You might think all this is irrelevant because we set the agenda now. The Oxford Movement always was a minority interest in the Church anyway. But I still trust that vision, that vision of an undivided Church. I trust the vision because God makes us one in Christ; he has set his seal upon us (2 Cor. 1.22). I trust that vision, because it brings before me a living God who shows us the indivisible truth about ourselves and the world, which even we can’t distort or mess up, because it’s not our kingdom, it’s Christ’s kingdom. It’s His Word, not ours. Christ’s kingdom is neither territorial, nor temporal, it is the kingdom of truth; and it is towards the truth that he leads us; through all the questions, the doubts, and even despair, the shepherd king will lead us. And I trust that vision, the vision of an undivided church, because I chose to do so, because it inspires me and comforts me, with its call to simplicity, its criticism of contemporary culture, the tradition constantly surprising us, each generation called in its own time.
So what do we do? John Keble in his 1833 sermon says we should step aside from “the emergencies of the moment”. I love that phrase, the emergencies of the moment. It can mean whatever you like, no milk in the fridge, or a full-blown spiritual crisis. It means all that obsesses us, divides us, takes us over, threatens to bring us down, whatever it might be. With that put aside, then we are ready for today’s Gospel, the new life to which Christ leads us, the simple personal acts of charity, piety, and devotion, and awareness of Christ’s presence, which fall to our lot each day. We find ourselves, identify ourselves with the poor, the sick and the imprisoned. It really is that simple. The King will answer them: Truly I say to you, as you did it to the least of my brothers, you did it to me. That is life in the kingdom, Christ in every human face we see. The kingdom is within everyone’s reach. And St Matthew places all this in the context of a Last Judgment. This is what is going to matter in the end. In Christianity, as Pope Francis says: “Reality is more important than ideas.”
This is not the kingship of the world, authority as power and influence, but the authority of truth. Thy kingdom come. Jesus, live in us.
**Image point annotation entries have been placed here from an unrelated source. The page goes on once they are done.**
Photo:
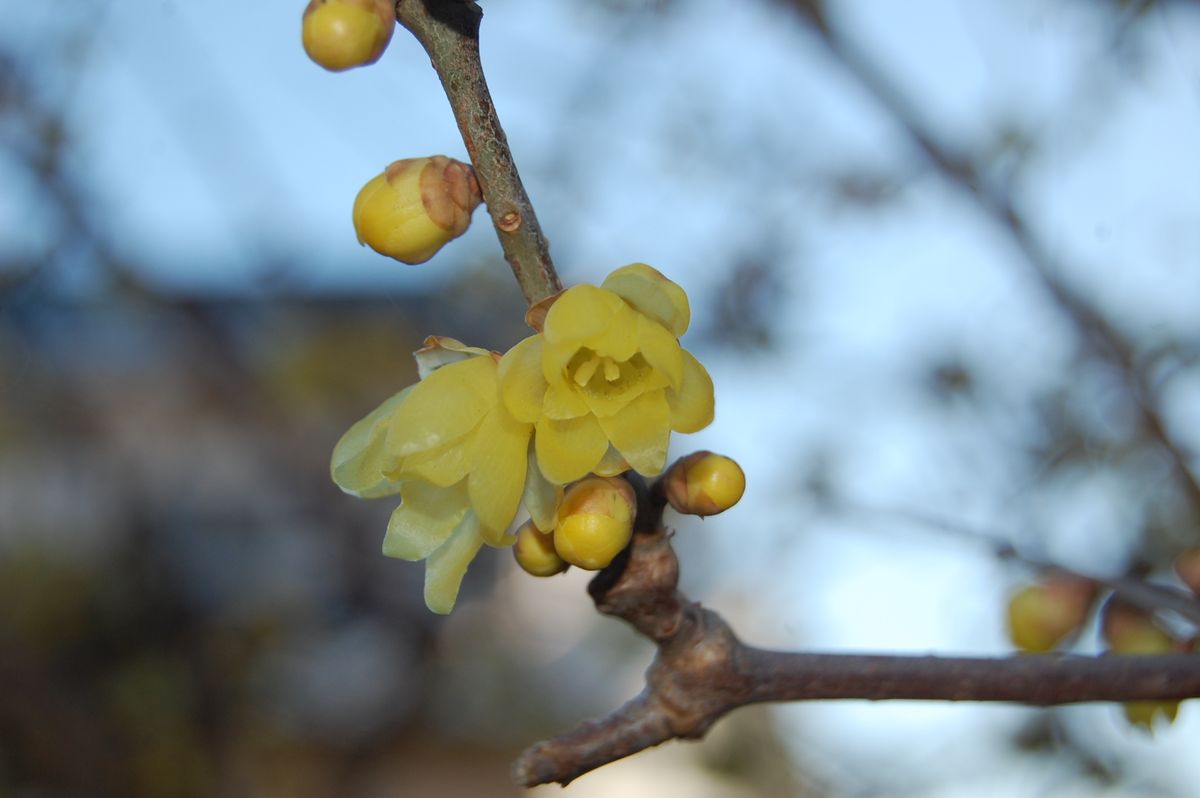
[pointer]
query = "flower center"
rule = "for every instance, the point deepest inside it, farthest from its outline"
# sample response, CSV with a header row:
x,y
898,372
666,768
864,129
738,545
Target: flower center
x,y
600,375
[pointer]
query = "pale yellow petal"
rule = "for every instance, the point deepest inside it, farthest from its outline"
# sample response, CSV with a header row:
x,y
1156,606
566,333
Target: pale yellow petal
x,y
641,432
569,449
563,401
499,455
424,520
442,351
361,456
691,406
443,466
443,407
541,496
611,465
660,349
522,383
652,294
445,568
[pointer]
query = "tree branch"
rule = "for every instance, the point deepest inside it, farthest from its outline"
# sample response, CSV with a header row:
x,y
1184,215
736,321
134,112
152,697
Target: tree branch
x,y
702,670
449,33
1097,334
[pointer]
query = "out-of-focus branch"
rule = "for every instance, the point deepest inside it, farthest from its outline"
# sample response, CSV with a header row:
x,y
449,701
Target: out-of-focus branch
x,y
702,670
449,33
1097,334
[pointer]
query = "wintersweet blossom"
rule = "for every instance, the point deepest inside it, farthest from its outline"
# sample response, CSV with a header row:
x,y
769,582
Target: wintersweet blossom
x,y
606,381
460,462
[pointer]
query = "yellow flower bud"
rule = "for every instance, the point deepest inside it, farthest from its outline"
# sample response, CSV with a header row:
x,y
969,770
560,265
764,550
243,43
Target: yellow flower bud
x,y
535,552
705,484
595,521
1041,616
343,34
1131,630
415,207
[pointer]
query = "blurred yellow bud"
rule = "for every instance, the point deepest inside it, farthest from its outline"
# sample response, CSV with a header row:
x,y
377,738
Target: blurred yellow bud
x,y
705,484
343,34
415,207
595,521
535,552
1131,630
1041,616
1187,565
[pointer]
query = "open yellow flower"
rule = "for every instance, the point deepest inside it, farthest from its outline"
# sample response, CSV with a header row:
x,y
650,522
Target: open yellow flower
x,y
460,462
606,381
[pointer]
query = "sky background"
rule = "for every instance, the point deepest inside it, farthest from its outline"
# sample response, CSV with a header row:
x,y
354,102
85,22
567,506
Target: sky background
x,y
724,145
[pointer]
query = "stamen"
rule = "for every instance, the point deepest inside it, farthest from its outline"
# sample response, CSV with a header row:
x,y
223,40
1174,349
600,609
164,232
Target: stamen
x,y
586,370
611,370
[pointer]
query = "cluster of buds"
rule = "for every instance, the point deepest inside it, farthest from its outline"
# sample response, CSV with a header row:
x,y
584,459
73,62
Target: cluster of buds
x,y
594,522
343,34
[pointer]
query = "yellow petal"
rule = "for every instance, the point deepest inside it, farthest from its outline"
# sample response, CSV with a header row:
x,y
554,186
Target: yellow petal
x,y
691,406
611,465
424,520
652,294
563,401
660,349
443,407
442,351
569,449
641,432
445,568
522,384
443,466
499,455
541,496
361,456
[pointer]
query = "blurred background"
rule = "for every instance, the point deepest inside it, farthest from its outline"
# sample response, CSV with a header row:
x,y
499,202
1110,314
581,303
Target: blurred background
x,y
945,269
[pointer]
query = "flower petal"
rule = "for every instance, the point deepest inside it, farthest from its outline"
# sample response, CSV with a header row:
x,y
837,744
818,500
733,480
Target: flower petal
x,y
611,465
660,349
652,294
424,520
443,466
569,449
641,432
499,455
691,406
445,568
442,351
443,407
361,456
522,384
541,496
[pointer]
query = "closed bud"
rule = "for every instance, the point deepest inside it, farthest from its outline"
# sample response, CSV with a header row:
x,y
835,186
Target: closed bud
x,y
1041,616
343,34
535,552
705,484
1132,630
1187,565
595,521
415,207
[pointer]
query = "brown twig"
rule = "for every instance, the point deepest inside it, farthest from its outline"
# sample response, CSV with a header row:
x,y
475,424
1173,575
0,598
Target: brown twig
x,y
702,671
1097,334
449,33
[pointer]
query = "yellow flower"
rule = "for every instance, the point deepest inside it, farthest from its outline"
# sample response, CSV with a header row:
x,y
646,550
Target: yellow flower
x,y
606,381
460,462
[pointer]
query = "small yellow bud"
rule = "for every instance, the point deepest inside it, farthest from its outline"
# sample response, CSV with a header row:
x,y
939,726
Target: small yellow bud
x,y
535,552
1041,616
343,34
595,521
415,207
705,484
1187,565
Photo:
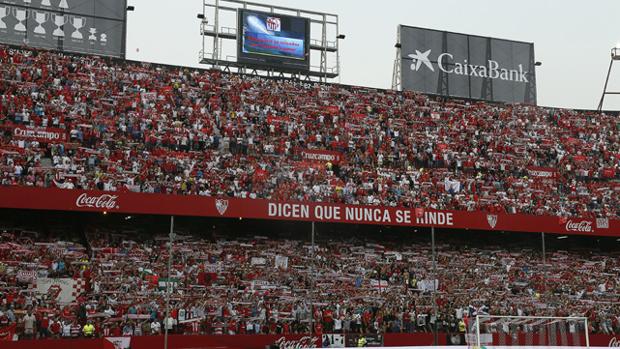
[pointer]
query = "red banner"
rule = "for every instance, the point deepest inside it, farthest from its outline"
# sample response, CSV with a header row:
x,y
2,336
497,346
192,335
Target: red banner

Share your kingship, your relationship with God, your vision of truth, with us.
Christ is King of the Universe, not in a space travel way, but because in his kingdom – and at our best and our worst, He’s there somewhere – we are connected not just with the divine, but with all being and all beings. Here is a new experience, a unity in Christ, which often comes upon us unawares. This is Christ’s kingdom settling upon us. This is how the world is changed. This is how the Church unites and heals herself.
The Feast of Christ the King is, of course, a triumphant end of year party, but it is also a statement of truth and unity. It sets a course for the year ahead. The Christian, said Newman, is one who waits for Christ: Thy Kingdom come, the simple reality of a sacramental life one day at a time, bringing all of us to the Infinite, Who lives – and loves – and saves.